During the training process, the second term can be computed asymptotically by Gibbs sampling. Detail will be covered in the next subsection.


Learning process

Synthesizing all the results from earlier subsections, we arrive at the learning process of a RBM.

Repeat the following until convergence of parameters for the training data.

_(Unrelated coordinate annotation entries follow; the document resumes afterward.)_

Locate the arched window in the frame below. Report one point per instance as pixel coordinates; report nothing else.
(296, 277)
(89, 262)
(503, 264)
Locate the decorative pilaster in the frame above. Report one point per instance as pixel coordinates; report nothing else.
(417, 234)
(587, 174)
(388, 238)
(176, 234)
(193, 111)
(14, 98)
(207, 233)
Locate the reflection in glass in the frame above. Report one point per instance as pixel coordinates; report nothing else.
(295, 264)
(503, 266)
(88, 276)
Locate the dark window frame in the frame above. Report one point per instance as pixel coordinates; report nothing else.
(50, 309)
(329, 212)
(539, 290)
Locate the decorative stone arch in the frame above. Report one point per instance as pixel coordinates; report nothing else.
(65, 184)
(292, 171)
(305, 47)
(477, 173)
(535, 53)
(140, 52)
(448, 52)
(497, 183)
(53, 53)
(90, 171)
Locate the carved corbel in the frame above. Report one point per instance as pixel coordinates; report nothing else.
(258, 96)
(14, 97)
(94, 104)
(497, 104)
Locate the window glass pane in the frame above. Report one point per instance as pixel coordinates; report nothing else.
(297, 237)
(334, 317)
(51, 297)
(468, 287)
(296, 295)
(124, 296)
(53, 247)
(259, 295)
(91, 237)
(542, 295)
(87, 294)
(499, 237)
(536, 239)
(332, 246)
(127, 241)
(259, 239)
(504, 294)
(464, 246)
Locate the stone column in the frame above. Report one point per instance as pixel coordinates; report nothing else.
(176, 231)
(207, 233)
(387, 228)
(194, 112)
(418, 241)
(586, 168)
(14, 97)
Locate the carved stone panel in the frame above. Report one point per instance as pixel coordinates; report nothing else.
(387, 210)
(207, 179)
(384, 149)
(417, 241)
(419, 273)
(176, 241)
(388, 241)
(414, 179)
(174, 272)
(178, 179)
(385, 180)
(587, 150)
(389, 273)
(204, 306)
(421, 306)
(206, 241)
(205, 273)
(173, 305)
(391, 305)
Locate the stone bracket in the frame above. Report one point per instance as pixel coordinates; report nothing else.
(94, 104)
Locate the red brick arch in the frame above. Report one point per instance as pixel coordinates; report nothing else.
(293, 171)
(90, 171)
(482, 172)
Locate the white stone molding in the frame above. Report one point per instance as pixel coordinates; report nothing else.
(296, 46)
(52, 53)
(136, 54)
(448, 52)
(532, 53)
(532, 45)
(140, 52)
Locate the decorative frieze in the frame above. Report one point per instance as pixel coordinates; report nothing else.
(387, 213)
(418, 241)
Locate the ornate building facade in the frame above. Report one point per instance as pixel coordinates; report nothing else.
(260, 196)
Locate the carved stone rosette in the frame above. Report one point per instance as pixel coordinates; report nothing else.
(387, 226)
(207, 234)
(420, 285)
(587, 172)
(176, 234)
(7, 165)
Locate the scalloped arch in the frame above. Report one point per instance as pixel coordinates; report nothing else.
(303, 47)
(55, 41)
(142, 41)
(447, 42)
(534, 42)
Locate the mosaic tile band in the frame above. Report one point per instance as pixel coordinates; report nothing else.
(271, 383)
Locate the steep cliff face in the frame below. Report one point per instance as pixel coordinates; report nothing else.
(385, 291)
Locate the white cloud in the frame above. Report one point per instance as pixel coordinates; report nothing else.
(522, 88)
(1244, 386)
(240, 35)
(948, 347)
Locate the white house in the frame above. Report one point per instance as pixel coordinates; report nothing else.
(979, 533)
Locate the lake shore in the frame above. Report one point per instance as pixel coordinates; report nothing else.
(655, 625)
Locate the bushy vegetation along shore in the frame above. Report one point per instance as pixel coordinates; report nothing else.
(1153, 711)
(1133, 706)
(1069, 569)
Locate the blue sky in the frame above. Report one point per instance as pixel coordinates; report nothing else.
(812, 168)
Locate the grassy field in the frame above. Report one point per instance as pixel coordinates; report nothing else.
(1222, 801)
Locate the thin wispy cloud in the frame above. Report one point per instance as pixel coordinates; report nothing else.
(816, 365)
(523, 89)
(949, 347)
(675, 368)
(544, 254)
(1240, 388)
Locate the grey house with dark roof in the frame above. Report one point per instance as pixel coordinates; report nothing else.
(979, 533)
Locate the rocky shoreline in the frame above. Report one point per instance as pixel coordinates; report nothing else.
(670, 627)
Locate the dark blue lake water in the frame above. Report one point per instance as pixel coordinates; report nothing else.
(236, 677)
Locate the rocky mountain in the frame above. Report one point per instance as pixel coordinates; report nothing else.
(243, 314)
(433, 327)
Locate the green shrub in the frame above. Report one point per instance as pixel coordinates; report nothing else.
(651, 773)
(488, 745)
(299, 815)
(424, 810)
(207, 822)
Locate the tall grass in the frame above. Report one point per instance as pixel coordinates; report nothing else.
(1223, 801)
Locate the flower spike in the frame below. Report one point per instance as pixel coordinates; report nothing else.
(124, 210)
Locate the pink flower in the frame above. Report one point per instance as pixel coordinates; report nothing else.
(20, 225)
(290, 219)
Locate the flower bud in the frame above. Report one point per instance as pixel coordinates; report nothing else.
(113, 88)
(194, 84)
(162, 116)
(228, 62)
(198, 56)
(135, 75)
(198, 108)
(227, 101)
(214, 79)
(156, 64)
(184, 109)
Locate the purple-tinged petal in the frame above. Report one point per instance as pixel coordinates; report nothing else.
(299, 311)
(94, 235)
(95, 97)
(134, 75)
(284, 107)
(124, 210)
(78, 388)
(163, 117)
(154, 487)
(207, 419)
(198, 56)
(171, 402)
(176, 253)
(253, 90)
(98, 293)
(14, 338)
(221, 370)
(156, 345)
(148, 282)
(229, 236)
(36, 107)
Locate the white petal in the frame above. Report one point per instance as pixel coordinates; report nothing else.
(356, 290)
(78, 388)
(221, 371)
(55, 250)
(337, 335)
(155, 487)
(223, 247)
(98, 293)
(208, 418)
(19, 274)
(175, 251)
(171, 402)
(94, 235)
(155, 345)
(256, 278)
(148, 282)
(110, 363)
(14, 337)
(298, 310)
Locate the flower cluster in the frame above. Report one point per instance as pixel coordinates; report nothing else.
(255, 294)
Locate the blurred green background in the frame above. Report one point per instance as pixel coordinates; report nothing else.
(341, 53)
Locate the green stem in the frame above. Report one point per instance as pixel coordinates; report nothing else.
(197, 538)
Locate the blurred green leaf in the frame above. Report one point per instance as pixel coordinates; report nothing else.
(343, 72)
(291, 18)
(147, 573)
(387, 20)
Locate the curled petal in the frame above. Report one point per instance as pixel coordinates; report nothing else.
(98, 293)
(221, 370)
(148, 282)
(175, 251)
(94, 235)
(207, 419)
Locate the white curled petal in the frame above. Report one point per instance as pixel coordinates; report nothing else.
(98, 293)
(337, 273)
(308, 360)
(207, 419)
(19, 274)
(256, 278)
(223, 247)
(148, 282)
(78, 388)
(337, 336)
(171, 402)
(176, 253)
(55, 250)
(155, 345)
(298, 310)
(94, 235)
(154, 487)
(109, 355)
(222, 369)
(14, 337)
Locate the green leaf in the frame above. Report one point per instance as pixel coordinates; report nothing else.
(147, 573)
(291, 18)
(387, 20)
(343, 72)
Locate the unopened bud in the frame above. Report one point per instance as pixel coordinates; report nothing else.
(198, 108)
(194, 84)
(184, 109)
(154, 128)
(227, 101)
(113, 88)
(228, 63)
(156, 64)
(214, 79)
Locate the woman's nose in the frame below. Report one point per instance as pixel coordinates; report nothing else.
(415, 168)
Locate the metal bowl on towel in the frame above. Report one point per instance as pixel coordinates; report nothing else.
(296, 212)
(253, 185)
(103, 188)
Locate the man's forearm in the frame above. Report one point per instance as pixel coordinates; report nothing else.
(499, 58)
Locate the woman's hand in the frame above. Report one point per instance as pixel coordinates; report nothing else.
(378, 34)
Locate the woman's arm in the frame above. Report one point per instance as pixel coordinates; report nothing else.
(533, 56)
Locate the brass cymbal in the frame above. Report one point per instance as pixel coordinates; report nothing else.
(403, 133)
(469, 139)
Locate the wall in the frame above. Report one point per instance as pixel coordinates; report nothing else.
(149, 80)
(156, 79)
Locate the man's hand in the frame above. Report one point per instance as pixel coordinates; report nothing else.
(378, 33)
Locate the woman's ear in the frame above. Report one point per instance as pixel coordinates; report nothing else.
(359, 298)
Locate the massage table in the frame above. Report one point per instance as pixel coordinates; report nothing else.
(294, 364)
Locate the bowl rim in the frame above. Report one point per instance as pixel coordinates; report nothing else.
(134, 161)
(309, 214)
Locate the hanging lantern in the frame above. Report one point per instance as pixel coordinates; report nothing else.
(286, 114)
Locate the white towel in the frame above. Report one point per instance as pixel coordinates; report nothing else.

  1. Take a sample $\mathbf x$ from the training data. Compute $\hat p_{\mathbf H|\mathbf X}(h_j|\mathbf x)$ using the equation $\eqref{3}$.
  2. Compute the gradient.
    1. Compute positive gradient: $\mathbf x \mathbf h^\intercal$.
    2. Apply Gibbs sampling:
      1. Sample $\tilde {\mathbf x}$ from $\mathbf h.$
      2. Sample $\tilde {\mathbf h}$ from $\tilde{\mathbf x}.$
    3. Compute negative gradient: $\tilde{\mathbf{x}} \tilde{\mathbf{h}}^\intercal$
  3. Update parameters.
    1. $\Delta \mathbf W = \mathbf x \mathbf h^\intercal - \tilde{\mathbf{x}} \tilde{\mathbf{h}}^\intercal$
    2. $\Delta\mathbf a = \mathbf x - \tilde{\mathbf x}$
    3. $\Delta\mathbf b = \mathbf h - \tilde{\mathbf h}$


Relation of RBM to neural nets

One might notice that the RBM closely resembles the structure of a neural net. In fact, the forward feeding of a RBM can be viewed as a forward propagation of a stochastic neural net with sigmoid function $\sigma$ as its activation function that only have binary outputs. That is, recall the equation

\[\hat p_{\mathbf H|\mathbf X}(h_j=1|\mathbf x) = \sigma \left( \sum_{i} w_{ij}x_i + b_j \right).\]


References

  • Hopfield. 1982. Neural Networks and Physical Systems with Emergent Collective Computational Abilities. Proceedings of the National Academy of Sciences of the United States of America. 79 (8): 2554-2558.
  • Ackley, Hinton and Sejnowski. 1985. A learning Algorithm for Boltzmann Machines. Cognitive Science. 9 (1): 147-169.
  • Hinton. 2002. Training Products of Experts by Minimizing Contrastive Divergence. Neural Computation. 14 (8): 1771-1800.
  • Choi. 2018. 논문으로 짚어보는 딥러닝의 맥.
  • The 12th KIAS CAC Summer School, Korea Institute for Advanced Study, Republic of Korea (the talk was given by Prof. Junghyo Jo at Seoul National Univerisity).